Bij de opmaak van de laatste broedvogelatlas van Vlaanderen werden in de periode 2000-2002 gemiddeld ongeveer 750 broedparen geteld. "Dat was toen uitzonderlijk veel en dat aantal werd tot 2009 aangehouden. Recente cijfers over het aantal broedparen zijn niet beschikbaar, maar het zullen er enkele honderden minder zijn", aldus Vermeersch.
De inheemse ijsvogels zijn standvogels. "IJsvogels kunnen wel tegen koude, maar naarmate de ijsbedekking toeneemt en er minder wakken zijn, raken ze niet meer aan voldoende eten."
Populatie kan over enkele jaren herstellen
Volgens Vermeersch gaat het om een natuurlijke schommeling van de soort onder invloed van het weer. "IJsvogels kunnen hun verliezen op enkele jaren makkelijk compenseren omdat ze een groot aantal nesten kunnen grootbrengen. Als we enkele zachte winters krijgen, dan kan de populatie over enkele jaren herstellen." Van broedparen ijsvogels is gekend dat ze per jaar tot drie nesten met in totaal tot 15 jongen kunnen grootbrengen.

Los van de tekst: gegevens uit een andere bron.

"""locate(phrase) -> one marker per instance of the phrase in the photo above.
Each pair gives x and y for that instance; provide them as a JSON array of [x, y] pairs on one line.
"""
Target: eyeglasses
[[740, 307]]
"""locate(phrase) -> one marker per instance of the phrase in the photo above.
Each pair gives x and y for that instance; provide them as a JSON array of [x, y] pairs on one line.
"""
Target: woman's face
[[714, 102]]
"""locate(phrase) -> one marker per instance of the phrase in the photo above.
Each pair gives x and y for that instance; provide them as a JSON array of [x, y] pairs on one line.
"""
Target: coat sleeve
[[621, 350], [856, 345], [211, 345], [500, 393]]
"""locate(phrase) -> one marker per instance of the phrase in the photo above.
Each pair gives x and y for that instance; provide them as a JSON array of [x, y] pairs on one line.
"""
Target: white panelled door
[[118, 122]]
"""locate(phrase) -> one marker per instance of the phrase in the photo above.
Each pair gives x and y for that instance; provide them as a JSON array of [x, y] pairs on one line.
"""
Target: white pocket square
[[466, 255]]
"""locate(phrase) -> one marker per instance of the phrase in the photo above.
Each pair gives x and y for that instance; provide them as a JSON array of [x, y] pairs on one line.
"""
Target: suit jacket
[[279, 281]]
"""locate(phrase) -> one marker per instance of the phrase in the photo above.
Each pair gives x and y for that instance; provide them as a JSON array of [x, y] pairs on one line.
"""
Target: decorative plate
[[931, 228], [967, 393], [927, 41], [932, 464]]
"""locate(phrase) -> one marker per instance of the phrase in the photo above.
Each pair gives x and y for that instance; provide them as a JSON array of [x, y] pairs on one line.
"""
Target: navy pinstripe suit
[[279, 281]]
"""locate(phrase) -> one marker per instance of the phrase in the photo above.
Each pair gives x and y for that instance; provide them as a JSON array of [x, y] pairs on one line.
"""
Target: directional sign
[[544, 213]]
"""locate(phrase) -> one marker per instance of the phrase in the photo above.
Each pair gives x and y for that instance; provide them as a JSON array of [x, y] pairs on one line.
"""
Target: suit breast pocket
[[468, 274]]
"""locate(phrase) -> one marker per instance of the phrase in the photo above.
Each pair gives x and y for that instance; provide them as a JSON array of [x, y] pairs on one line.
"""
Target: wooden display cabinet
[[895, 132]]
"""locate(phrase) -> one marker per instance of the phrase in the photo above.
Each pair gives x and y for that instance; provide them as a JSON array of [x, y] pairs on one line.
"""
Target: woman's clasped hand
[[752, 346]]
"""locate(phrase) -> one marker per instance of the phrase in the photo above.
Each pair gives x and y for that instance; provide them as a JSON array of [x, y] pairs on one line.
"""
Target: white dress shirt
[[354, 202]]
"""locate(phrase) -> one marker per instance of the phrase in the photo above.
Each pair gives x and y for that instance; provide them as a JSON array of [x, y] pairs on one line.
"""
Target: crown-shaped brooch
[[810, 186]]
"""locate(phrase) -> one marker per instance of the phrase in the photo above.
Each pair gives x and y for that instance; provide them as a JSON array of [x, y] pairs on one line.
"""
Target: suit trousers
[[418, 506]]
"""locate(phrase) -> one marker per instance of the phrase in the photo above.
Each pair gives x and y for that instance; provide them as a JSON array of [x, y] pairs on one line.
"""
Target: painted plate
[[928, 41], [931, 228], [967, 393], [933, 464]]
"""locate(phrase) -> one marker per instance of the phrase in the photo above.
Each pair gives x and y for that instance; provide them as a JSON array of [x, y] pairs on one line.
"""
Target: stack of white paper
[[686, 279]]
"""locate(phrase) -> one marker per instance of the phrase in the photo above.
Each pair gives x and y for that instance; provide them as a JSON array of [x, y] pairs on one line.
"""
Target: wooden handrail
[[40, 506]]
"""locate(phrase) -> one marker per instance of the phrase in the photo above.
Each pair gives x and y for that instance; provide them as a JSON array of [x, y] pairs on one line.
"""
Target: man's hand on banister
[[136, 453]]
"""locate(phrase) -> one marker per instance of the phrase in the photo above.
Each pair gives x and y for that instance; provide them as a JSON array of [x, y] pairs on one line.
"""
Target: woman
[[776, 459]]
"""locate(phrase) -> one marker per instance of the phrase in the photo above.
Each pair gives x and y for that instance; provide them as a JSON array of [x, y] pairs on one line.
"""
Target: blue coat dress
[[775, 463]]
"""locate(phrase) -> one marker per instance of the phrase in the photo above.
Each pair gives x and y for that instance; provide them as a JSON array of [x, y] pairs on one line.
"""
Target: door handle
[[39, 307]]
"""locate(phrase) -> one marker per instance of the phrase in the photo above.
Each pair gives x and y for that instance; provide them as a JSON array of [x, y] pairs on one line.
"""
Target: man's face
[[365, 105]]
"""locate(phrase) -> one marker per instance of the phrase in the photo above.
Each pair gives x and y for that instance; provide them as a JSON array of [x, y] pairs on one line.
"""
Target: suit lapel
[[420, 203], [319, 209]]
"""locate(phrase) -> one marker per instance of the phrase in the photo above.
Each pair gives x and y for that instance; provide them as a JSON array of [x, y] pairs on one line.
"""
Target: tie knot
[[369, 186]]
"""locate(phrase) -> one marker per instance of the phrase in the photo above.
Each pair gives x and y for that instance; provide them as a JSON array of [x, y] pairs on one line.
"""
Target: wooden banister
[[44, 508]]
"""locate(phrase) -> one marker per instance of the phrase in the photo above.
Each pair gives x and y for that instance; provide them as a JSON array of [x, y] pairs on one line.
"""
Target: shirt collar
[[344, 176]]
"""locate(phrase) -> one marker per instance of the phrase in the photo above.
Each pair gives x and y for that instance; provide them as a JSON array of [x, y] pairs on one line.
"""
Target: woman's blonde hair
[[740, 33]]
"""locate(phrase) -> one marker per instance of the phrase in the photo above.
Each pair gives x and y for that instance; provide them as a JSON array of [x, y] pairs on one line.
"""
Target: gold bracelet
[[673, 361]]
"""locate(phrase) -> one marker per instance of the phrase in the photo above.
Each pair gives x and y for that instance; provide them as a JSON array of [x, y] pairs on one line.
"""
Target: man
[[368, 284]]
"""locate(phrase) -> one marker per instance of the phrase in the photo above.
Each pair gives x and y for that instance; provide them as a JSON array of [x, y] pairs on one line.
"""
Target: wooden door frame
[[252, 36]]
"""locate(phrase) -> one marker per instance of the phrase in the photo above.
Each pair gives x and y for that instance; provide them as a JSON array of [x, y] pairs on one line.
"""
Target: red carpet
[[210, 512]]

Volgens Dominique Verbelen van Natuurpunt speelt het meer natuurvriendelijke beheer van beken en kleine waterlopen en de merkelijke verbetering van de kwaliteit van de oppervlaktewateren, met een duidelijke toename van een aantal vispopulaties, de soort vermoedelijk positief in de kaart.